Aurélien Pradié, secrétaire général des Républicains

à franceinfo

C'est un peu une maladie que nous avons dans notre pays. On considère qu'un homme politique n'existe que s'il est obsédé par l'élection présidentielle. Il se trouve que François Baroin a consacré toute sa vie à son pays, qu'il continuera à le faire et que son rôle sera de toute manière capital dans la reconstruction de la droite. Je suis heureux que François Baroin, ait cette décence de ne pas emmerder les Français avec des questions d'ambitions personnelles. Je pense que c'est une manière pour François Baroin de continuer à respecter comme il le fait depuis plusieurs années.

Bruno Retailleau, le patron des sénateurs LR se dit lui prêt à se lancer, il faut une primaire dans votre parti ?

Il faut que chacun garde ses nerfs.
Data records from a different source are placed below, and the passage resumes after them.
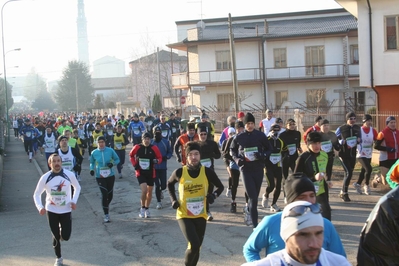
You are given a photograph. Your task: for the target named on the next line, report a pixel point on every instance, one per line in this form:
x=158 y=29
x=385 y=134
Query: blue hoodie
x=166 y=152
x=99 y=160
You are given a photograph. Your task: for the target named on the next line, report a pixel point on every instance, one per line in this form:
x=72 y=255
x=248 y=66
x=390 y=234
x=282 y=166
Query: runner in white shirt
x=266 y=123
x=302 y=229
x=57 y=184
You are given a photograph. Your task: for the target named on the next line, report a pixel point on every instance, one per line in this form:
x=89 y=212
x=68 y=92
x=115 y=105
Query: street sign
x=198 y=88
x=182 y=100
Je dis à Bruno Retailleau, qui est plus âgé que moi, qui est un sénateur, moi je suis un député, qu'il faudrait qu'il retrouve le calme et la sérénité d'un sénateur. À l'âge qu'il a, ce n'est pas bien de s'énerver, de s'exciter comme il le fait. Je lui dit très sereinement, la période n'est pas aux ambitions individuelles. Les Français souffrent. Ils attendent de comprendre ce que la droite veut faire de notre pays. Soyons sereins, ne nous excitons pas et si Bruno Retailleau veut être candidat, il pourra l'être, il pourra faire sa campagne, ce sont les Français qui trancheront et les militants avant.

Sur la question de la primaire, j'ai dit et je redis que j'y suis tout à fait hostile. J'ai 34 ans, j'appartiens à une génération qui a vu le spectacle de la primaire, qui nous a amenée au gouffre de l'élection présidentielle.

Aurélien Pradié

Nous avons perdu la présidentielle notamment du fait de la primaire parce que c'est une manière de rétrécir les choses. La droite à laquelle je crois, ce n'est pas la droite qui excite les uns et les autres, ce n'est pas la droite qui se parle entre elle, c'est la droite qui convainc les Français.

Emmanuel Macron peut-il être votre candidat en 2022 ?

Évidemment que non. Cela fait des années, depuis trois ans que je suis député, je combats le projet politique d'Emmanuel Macron. La droite républicaine aura un candidat qui représentera ses idées, qui ne seront ni les idées d'Emmanuel Macron ni les idées du Rassemblement National. C'est ce que nous sommes en train de faire. Pour ce qui est de la primaire, je veux insister sur ce point, nous consulterons les adhérents de toute manière pour leur demander de trancher. Et vous savez, les adhérents des républicains en ont soupé de la primaire. Ils ont gardé un très mauvais souvenir. Je sais que les adhérents ne veulent pas des primaires. Le candidat que nous aurons sera le bon candidat des mois à venir, ce n'est pas à aujourd'hui de le décider. Gardons notre calme. Construisons un projet. Retrouvons la confiance avec les Français et que chacun soit tranquille pendant quelques mois, la droite républicaine aura un candidat.

Est-ce que ça pourrait être Édouard Philippe, ce candidat qui a quitté votre famille politique et l'ancien premier ministre d'Emmanuel Macron ?

Mais quelle drôle d'idée! Édouard Philippe a été le serviteur docile de la politique d'Emmanuel Macron. Les Républicains, nous combattons la vision injuste de la société portée par Emmanuel Macron.

Si nous ne choisissons pas Emmanuel Macron, ce n'est pas pour choisir son serviteur docile. Il y a une espèce de bulle tout à fait illusoire autour d'Édouard Philippe. Édouard Philippe et Emmanuel Macron, c'est du pareil au même, c'est la même chose.

Aurélien Pradié

Et donc, Édouard Philippe appartient à la macronie, appartient au projet de société porté par Emmanuel Macron, il est comptable de toutes les erreurs et de toutes les fautes commises par Emmanuel Macron. Et demain, il ne peut qu'être à nouveau le serviteur d'Emmanuel Macron, mais certainement pas le candidat de la droite républicaine.